The $1T video era will be won by ad platforms
Omdia forecasts global traditional TV and online video revenues will grow from $775B in 2025 to $1.03T by 2030, with growth primarily driven by digital advertising. Online video advertising is projected to rise from $309B to $540B and increase its share of total revenues from 40% to 53%, with social video platforms (Meta, TikTok, YouTube) expected to generate around $400B of streaming ad revenues by 2030. Subscription and transaction revenues are expected to grow more slowly, while linear TV advertising and pay TV revenues decline as audiences migrate to digital platforms.
Key Takeaways
- Total global TV + online video revenue is forecast to reach $1.03T by 2030 (up from $775B in 2025).

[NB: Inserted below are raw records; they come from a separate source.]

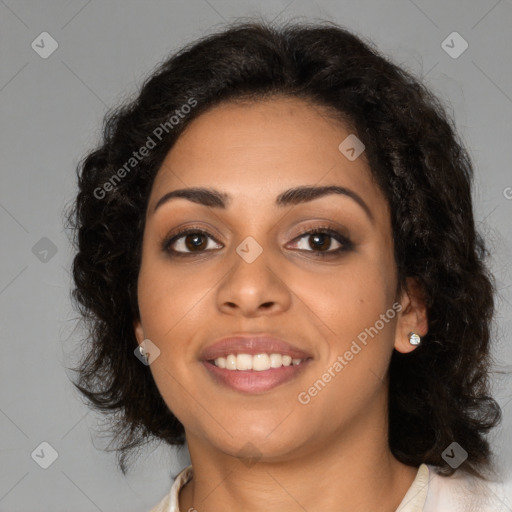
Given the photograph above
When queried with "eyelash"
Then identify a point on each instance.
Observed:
(346, 244)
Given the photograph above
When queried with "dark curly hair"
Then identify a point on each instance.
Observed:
(439, 393)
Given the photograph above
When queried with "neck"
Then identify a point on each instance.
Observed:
(352, 470)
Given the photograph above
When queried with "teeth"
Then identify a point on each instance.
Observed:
(258, 362)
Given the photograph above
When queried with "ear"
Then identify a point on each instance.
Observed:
(139, 331)
(412, 316)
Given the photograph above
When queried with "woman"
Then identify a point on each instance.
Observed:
(278, 262)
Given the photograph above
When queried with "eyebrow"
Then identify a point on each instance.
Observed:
(215, 199)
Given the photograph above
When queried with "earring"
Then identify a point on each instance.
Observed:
(142, 350)
(414, 339)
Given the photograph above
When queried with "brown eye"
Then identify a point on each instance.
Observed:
(190, 241)
(323, 242)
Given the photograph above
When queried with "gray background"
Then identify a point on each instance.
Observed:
(51, 112)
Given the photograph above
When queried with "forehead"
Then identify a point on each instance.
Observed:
(262, 147)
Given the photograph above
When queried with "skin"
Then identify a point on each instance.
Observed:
(332, 453)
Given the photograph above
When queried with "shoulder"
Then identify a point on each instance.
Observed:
(462, 492)
(170, 502)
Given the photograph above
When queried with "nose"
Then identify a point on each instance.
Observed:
(253, 289)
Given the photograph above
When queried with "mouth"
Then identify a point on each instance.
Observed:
(254, 364)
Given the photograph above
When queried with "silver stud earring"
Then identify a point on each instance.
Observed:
(414, 339)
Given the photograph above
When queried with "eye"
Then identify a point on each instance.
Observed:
(191, 240)
(323, 241)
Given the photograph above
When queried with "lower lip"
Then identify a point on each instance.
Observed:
(250, 381)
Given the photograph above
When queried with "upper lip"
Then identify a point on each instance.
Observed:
(251, 344)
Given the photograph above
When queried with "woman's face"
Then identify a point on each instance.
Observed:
(248, 269)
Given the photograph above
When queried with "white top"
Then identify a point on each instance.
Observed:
(429, 492)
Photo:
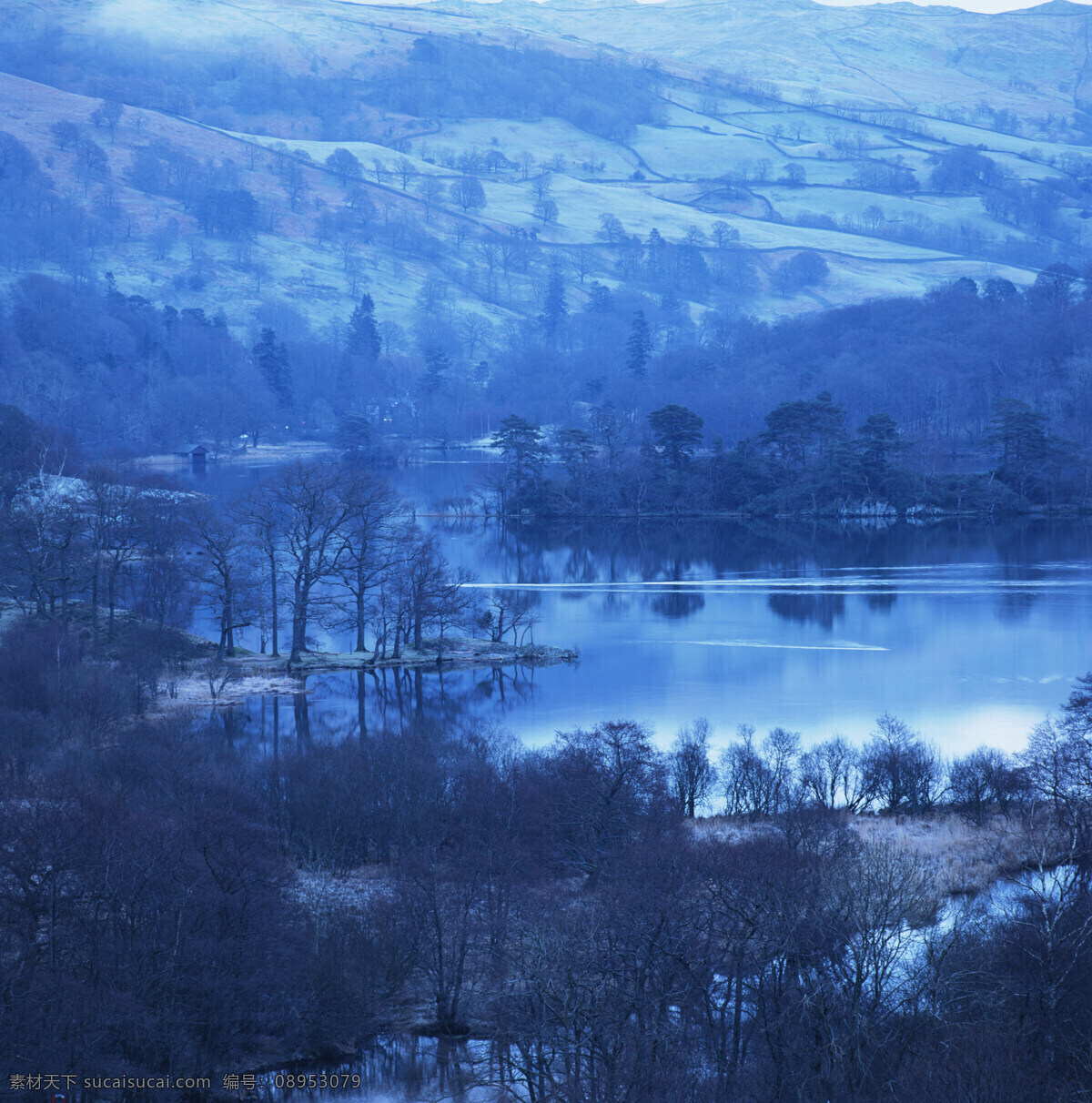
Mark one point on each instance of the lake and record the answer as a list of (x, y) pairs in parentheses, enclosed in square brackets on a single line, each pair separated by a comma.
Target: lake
[(968, 632)]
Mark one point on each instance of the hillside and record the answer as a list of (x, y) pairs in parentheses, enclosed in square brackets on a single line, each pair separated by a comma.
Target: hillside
[(723, 144)]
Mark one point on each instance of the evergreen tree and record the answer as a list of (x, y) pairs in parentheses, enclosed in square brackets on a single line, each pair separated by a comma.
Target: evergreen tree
[(639, 345), (271, 358), (437, 366), (363, 338), (602, 299), (525, 453), (676, 432), (555, 309)]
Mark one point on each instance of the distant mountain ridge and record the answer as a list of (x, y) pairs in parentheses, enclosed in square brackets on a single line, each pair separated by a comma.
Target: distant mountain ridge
[(743, 133)]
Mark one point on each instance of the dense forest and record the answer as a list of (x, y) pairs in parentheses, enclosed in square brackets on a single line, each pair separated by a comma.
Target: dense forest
[(968, 400)]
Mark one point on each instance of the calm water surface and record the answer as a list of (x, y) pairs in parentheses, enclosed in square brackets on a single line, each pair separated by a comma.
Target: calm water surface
[(971, 633)]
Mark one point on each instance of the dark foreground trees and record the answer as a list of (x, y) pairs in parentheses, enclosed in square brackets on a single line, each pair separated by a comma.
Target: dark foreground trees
[(171, 903)]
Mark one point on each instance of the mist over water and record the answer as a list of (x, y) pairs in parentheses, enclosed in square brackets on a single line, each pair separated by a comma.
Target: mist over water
[(968, 632)]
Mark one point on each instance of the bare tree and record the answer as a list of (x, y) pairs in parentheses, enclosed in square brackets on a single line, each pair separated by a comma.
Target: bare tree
[(692, 774), (309, 500)]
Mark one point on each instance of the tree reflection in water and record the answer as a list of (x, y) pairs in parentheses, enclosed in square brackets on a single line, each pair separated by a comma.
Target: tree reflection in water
[(362, 703)]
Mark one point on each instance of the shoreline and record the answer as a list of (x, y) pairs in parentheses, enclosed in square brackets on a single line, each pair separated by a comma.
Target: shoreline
[(248, 675)]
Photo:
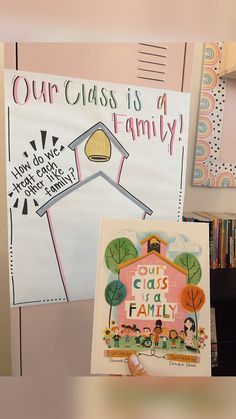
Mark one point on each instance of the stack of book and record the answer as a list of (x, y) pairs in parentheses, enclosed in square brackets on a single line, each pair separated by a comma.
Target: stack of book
[(222, 236)]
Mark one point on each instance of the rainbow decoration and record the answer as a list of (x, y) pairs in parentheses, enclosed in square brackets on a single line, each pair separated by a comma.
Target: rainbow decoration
[(211, 54), (209, 78), (226, 180), (208, 170), (204, 127), (200, 173), (202, 151)]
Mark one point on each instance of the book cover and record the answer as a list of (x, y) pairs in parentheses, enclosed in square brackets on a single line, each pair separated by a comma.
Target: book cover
[(152, 298)]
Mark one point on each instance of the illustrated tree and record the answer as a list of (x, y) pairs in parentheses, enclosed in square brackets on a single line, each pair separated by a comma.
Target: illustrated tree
[(192, 300), (191, 264), (118, 251), (115, 293)]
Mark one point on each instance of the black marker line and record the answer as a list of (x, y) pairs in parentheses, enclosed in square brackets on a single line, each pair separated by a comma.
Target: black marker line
[(13, 290), (20, 338), (154, 46), (154, 55), (183, 71), (28, 302), (152, 71), (9, 133), (149, 78), (151, 62), (11, 227), (16, 55)]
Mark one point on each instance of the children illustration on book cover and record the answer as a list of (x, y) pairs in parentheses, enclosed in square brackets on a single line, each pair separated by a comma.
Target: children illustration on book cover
[(154, 300)]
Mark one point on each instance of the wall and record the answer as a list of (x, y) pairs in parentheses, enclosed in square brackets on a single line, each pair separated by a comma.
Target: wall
[(5, 362), (197, 197)]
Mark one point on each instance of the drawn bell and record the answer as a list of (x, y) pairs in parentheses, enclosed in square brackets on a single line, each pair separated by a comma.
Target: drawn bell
[(98, 147)]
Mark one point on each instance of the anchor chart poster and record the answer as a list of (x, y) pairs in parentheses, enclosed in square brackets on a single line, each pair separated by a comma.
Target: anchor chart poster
[(152, 298), (77, 151)]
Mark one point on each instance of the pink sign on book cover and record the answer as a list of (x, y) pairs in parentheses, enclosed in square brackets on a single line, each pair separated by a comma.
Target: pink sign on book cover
[(152, 298)]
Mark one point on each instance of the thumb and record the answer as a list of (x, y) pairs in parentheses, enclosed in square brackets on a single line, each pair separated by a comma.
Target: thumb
[(135, 366)]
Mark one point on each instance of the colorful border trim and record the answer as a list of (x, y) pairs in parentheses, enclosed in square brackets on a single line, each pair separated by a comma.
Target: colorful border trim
[(209, 171)]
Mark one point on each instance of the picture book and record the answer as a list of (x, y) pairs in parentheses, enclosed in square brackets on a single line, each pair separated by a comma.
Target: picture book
[(152, 298)]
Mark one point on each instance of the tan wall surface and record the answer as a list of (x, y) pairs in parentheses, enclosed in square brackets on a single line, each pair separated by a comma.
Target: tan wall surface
[(5, 362)]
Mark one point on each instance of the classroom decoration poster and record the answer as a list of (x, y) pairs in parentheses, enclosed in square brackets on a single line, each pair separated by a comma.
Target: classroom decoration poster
[(79, 150), (211, 168), (152, 298)]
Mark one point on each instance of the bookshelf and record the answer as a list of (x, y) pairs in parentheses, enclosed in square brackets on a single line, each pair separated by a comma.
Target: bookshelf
[(222, 286)]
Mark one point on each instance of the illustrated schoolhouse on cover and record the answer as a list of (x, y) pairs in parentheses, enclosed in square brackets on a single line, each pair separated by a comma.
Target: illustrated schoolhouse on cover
[(152, 298)]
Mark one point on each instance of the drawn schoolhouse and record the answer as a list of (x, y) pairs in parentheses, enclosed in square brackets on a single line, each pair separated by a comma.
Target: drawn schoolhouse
[(154, 284), (97, 194)]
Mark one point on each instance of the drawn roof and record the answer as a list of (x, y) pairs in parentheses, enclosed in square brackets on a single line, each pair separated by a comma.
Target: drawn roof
[(41, 211), (156, 237), (130, 262), (99, 125)]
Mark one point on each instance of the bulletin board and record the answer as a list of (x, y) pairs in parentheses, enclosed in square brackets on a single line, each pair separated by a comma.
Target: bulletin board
[(64, 330)]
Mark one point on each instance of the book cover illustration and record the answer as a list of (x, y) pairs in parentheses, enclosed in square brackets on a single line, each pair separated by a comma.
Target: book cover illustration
[(152, 298)]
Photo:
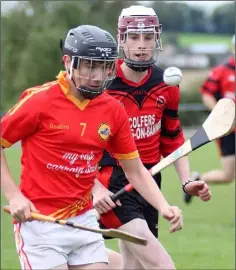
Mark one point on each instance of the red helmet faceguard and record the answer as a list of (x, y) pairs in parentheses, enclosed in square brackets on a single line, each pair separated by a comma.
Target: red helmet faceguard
[(146, 24)]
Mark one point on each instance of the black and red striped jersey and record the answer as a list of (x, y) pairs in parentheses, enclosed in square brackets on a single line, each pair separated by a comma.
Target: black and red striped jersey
[(152, 108), (220, 82)]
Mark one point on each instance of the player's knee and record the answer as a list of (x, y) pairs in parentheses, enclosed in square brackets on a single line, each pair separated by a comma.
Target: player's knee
[(229, 176)]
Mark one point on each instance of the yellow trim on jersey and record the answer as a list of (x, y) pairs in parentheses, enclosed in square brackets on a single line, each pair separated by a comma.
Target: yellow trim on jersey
[(30, 92), (65, 88), (72, 209), (5, 143), (132, 155)]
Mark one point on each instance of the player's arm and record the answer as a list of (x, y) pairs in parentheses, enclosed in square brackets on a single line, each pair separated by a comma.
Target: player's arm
[(20, 122), (20, 206), (172, 135), (211, 87), (123, 147)]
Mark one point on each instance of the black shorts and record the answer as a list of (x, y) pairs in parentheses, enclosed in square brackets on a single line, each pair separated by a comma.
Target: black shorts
[(133, 205), (227, 145)]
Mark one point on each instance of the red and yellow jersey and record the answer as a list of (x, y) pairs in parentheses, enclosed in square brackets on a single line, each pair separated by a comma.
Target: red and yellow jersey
[(152, 107), (62, 141), (221, 81)]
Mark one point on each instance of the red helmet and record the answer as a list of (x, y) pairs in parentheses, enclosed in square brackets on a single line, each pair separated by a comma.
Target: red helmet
[(139, 19)]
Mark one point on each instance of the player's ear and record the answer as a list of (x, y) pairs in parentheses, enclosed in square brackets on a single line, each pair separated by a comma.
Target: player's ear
[(66, 60)]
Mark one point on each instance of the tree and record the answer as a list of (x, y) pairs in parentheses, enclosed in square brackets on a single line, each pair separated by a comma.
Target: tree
[(223, 19)]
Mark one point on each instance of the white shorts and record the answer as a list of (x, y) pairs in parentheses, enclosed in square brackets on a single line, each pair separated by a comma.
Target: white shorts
[(44, 245)]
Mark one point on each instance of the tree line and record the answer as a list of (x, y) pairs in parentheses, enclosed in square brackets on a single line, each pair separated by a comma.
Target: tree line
[(31, 31)]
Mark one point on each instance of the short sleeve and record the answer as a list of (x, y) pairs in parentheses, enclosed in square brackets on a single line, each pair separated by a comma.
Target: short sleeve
[(121, 144), (211, 85), (21, 120)]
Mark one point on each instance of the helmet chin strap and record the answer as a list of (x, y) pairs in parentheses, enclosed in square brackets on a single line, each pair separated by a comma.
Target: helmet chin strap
[(86, 92), (139, 68)]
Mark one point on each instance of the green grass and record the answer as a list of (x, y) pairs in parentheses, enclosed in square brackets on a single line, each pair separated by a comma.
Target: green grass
[(208, 238), (188, 39)]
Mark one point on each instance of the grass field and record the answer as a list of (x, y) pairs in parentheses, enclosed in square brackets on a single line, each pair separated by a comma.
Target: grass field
[(207, 240), (188, 39)]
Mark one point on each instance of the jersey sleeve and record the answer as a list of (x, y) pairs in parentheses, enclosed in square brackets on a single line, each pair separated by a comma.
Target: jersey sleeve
[(171, 132), (211, 85), (122, 145), (21, 120)]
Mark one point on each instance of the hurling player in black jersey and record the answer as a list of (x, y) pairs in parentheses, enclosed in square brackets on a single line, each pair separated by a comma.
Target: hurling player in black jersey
[(152, 107)]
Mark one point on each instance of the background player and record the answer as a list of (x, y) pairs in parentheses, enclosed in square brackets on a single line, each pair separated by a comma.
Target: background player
[(61, 148), (219, 84), (152, 107)]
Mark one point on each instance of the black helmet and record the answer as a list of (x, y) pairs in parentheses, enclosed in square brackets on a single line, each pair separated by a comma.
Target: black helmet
[(93, 44)]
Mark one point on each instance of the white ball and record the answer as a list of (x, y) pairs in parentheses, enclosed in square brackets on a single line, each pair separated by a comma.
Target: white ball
[(172, 76)]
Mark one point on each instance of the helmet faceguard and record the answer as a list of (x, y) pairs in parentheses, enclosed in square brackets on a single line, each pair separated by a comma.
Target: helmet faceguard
[(142, 21), (89, 87), (93, 52)]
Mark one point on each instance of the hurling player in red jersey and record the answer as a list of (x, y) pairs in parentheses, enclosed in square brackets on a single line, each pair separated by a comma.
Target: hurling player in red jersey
[(152, 107), (64, 126), (220, 84)]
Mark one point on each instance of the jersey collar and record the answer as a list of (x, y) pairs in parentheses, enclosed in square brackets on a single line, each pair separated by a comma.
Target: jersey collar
[(61, 77), (121, 75)]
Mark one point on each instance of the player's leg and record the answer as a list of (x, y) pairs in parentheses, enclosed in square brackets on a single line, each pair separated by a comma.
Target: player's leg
[(129, 261), (114, 259), (36, 246), (89, 252), (152, 256), (226, 146), (151, 215)]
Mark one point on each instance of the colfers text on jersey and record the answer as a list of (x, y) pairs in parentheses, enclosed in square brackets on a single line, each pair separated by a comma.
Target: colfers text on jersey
[(152, 108)]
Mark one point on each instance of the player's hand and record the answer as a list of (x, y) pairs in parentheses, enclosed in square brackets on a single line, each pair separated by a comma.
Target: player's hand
[(199, 189), (174, 215), (102, 201), (21, 208)]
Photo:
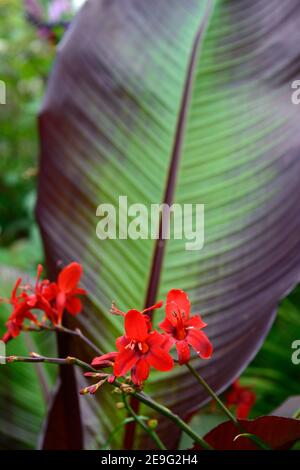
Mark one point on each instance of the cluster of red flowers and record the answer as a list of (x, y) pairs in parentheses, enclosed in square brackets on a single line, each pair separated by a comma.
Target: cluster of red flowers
[(141, 347), (243, 398), (52, 298)]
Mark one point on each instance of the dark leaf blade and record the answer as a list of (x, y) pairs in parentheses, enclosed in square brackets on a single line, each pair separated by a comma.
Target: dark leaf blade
[(278, 433), (108, 128)]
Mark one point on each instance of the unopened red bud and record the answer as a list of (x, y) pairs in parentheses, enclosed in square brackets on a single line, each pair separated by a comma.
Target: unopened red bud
[(152, 423), (11, 359), (120, 405)]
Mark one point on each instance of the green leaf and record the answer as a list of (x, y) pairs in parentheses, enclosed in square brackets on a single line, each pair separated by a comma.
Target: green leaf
[(184, 101)]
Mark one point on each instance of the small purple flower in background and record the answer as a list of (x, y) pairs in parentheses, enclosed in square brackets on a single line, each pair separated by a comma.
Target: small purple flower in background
[(33, 7)]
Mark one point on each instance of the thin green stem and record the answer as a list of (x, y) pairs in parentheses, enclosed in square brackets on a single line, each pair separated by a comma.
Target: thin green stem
[(143, 425), (213, 394), (64, 330), (173, 417), (228, 413), (35, 358)]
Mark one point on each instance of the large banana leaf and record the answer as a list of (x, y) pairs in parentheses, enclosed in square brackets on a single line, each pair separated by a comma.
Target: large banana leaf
[(184, 101), (24, 391)]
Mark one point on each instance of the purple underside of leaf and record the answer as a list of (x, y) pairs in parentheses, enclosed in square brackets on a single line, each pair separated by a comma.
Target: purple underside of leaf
[(278, 433), (134, 108)]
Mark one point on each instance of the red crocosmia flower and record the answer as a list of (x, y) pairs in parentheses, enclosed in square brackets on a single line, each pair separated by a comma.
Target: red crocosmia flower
[(185, 331), (241, 397), (29, 298), (159, 304), (139, 349), (66, 290), (106, 360)]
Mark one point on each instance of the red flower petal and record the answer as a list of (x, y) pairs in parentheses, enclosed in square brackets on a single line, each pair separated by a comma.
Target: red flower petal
[(183, 351), (125, 360), (177, 299), (136, 327), (200, 342), (140, 372), (69, 277), (160, 359), (195, 322), (167, 326), (74, 305), (158, 305), (243, 410)]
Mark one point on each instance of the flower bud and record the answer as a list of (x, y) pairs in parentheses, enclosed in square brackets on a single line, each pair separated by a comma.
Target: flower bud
[(152, 423)]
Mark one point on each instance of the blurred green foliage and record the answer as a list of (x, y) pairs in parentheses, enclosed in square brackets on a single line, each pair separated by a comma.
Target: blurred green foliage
[(25, 62)]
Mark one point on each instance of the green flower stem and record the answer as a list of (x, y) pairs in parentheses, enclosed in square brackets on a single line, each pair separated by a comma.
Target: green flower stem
[(228, 413), (35, 358), (61, 329), (175, 418), (143, 425), (213, 395)]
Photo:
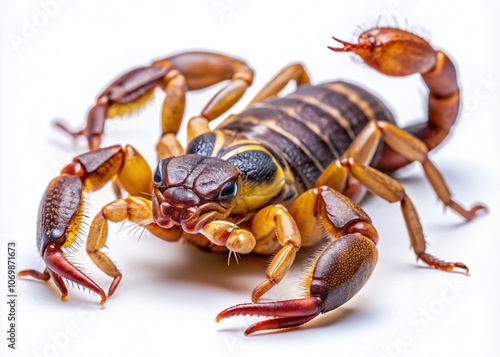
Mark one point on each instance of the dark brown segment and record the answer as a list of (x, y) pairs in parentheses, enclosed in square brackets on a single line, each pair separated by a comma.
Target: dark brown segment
[(58, 206), (342, 269)]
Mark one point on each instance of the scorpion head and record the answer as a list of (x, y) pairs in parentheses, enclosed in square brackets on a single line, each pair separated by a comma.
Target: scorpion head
[(193, 190)]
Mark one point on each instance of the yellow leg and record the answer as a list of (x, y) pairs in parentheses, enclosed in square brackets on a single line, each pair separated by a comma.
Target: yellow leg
[(295, 72)]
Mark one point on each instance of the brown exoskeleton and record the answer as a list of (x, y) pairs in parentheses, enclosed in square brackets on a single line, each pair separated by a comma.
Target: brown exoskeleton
[(284, 173)]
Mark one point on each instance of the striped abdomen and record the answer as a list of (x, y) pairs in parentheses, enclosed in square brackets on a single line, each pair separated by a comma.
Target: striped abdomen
[(310, 127)]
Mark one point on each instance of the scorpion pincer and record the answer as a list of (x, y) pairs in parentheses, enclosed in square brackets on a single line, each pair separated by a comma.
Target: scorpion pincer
[(286, 172)]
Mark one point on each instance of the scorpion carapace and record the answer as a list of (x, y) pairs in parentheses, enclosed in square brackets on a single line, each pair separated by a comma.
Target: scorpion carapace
[(286, 172)]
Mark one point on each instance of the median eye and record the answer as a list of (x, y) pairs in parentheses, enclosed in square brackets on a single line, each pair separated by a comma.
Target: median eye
[(228, 191)]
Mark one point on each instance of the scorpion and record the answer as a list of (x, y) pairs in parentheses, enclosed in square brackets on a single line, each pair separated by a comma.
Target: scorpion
[(287, 172)]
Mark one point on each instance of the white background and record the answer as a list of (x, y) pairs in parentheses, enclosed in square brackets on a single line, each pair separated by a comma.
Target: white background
[(54, 62)]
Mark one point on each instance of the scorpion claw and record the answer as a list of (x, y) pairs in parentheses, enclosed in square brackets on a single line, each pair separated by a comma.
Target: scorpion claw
[(287, 313)]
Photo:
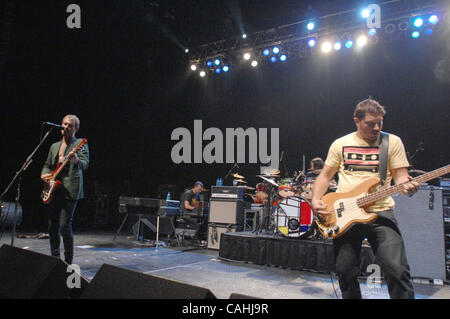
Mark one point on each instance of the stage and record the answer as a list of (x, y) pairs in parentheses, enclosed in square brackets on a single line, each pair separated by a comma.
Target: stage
[(208, 269)]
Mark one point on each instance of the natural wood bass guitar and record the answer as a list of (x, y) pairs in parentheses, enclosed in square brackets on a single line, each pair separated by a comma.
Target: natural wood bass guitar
[(348, 209), (53, 184)]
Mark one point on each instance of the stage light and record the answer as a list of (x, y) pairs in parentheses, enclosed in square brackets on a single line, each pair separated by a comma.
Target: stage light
[(326, 47), (361, 41), (418, 22), (365, 13), (337, 46), (433, 19)]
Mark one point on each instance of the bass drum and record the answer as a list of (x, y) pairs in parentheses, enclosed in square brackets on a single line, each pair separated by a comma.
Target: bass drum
[(294, 217)]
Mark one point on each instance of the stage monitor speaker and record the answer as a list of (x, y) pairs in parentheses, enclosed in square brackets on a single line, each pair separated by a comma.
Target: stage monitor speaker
[(112, 282), (421, 223), (28, 274), (223, 211)]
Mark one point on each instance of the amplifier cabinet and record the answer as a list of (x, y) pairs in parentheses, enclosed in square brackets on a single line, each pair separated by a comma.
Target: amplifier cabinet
[(215, 232), (226, 211), (421, 222)]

- Online video advertising is projected to grow from $309B (2025) to $540B (2030), expanding from 40% to 53% of total revenue.
- Meta, TikTok, and YouTube are expected to generate roughly $400B of streaming ad revenue by 2030—cementing social video as the monetization center of gravity.
- Subscription + transaction revenue grows modestly from $174B to $216B, signaling a maturing paid-streaming phase.
- Linear TV advertising ($123B → $113B) and pay TV revenue ($169B → $159B) continue to decline with ongoing audience migration.
Why It Matters
The “$1T video market” headline hides the real plot: value is shifting toward ad-tech-native distribution where discovery, creators, and targeting compound. If Omdia’s mix shift holds, premium streamers aren’t just competing on content—they’re competing on advertising performance, measurement credibility, and supply-path efficiency against social platforms optimized for mobile-first engagement. For executives and investors, the meme is clear: subscriptions stabilize, ads scale. Product roadmaps should prioritize interoperable measurement, programmatic pipes, and formats that advertisers can buy at social-like velocity—because that’s where the incremental dollars are going.